화학공학소재연구정보센터
Polymer(Korea), Vol.6, No.6, 384-391, December, 1982
액정성 방향족 폴리에스테르의 합성 및 물성 규명에 관한 연구
Study on the Synthesis and Property Evaluation of a Liquid Crystalline Aromatic Polyester
초록
히드로퀴논 유도체와 테레프탈산의 에스터 반응에 의해 전방향족 폴리에스터를 합성하였다. DSC와 TGA에 의한 결과를 고찰하면 이들 고분자는 310∼320℃ 범위에서 액정을 형성하고 450℃까지는 안정하며 485℃에서 에스테르결합의 분해가 일어남을 보여주었다. 한편 재래식의 폴리에틸렌 테레프탈레이트와 합성측면에서 비교해보면, 양자의 중합반응은 현상학적으로는 유사하고 반응 온도만 50∼60℃ 정도 낮다고 볼 수 있다. 그리고 중합 온도에서의 용융점도를 조사한 결과 전방향족 시료는 5S-1까지 newtonian 성질을 보이나 그 이상에서는 pseudoplaciticity를 나타내었다. 반면 재래식 폴리에스테르는 100S-1 이후에서 기울기가 완만한 pseudoplaciticity를 보임으로, 교반속도에 상응하는 shear Rate에서는 오히려 액정성 폴리에스테르의 점도가 더 낮아지기 때문에 이들의 공업적 합성을 위한 기존 설비의 이용 가능성을 시사해주었다.

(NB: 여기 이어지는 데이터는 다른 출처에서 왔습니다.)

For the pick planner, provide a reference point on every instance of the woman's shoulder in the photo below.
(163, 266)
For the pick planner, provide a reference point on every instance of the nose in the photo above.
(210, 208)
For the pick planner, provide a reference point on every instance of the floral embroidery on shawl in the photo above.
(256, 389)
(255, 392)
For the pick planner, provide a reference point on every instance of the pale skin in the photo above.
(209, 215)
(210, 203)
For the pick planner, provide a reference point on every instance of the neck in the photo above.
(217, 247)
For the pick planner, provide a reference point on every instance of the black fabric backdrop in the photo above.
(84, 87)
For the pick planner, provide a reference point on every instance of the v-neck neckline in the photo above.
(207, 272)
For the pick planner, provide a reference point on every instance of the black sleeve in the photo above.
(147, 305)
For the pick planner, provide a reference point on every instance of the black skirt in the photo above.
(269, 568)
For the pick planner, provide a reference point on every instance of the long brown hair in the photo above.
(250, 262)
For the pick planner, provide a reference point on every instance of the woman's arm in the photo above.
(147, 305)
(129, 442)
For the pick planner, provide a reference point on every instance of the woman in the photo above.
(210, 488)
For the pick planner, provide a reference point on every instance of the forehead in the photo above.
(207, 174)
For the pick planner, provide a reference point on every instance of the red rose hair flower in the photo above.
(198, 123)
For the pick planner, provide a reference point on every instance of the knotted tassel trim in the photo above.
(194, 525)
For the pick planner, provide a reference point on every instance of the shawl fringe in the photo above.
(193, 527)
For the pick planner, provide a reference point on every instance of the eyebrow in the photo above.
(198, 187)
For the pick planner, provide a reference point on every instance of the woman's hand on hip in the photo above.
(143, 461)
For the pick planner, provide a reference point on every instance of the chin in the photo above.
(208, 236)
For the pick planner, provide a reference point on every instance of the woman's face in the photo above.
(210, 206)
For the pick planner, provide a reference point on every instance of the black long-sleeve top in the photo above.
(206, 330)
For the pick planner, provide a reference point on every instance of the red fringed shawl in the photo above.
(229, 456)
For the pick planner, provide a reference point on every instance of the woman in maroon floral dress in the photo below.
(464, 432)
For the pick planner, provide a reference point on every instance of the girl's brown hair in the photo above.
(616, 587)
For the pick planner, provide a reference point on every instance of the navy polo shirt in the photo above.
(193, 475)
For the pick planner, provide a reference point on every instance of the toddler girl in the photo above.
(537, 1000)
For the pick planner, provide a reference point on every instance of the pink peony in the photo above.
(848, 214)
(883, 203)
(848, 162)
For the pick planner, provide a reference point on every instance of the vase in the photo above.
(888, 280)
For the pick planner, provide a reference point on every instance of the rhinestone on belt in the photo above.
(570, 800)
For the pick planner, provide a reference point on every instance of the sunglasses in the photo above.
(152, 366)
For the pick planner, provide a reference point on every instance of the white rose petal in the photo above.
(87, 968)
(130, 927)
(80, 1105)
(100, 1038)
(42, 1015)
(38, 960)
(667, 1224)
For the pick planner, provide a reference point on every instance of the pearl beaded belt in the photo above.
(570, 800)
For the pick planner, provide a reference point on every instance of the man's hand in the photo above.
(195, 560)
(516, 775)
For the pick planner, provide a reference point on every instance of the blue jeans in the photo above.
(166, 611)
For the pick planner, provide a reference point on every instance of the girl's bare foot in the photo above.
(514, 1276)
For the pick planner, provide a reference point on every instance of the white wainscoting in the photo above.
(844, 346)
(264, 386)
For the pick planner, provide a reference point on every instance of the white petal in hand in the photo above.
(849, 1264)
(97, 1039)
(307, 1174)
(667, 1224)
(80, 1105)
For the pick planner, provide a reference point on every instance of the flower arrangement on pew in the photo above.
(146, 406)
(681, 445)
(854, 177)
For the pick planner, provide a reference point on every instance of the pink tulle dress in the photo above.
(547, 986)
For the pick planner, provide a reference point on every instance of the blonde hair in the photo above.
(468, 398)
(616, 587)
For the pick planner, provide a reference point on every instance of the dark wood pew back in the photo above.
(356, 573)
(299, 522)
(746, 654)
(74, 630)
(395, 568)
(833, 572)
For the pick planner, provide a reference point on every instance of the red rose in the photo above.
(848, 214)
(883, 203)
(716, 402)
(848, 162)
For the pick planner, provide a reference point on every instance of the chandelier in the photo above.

Fully aromatic polyesters have been prepared by esterification reaction between hydroquinon derivatives and terephthalic acid. These polymers as anticipated displayed thermotropic liquid crystal tehaviour, which was evidenced by DSC method. Also the TGA results revealed that these polymers are fairly thermally stable up to the temperature of 450℃ and beyond that the scission of ester linkage had occurred. Comparisons were made from the synthesis point of view between the fully aromatic polyester and the conventional polyethylene terephthalate. These two condensation reactions appeared similar with exception of their reaction temperatures, i. e., the latter took place at temperatures 50 to 60℃ lower. Also, the conventional type differed from the liquid crystal type in melt viscosities particularly around the temperatures where the condensation comes to completion. The conventional polyester exhibits a Newtonian behavior turns into pseudoplasticity. For the aromatic types, on the other hand, a pseudoplastic behavior sets in earlier, say, at a shear rate of 5 sec-1 and its flow index is much lower than that of the conventional polyester. Thus at shear rates imposed by the mixing methods conventionally in practice at present, the melt viscosities of liquid crystal polymers such as ones treated herein, can be lowered significantly in comparision to those of non-liquid crystalline polymers. This supports strongly the possibility of employing conventional process equipment for the synthesis and processing of new aromatic polymer.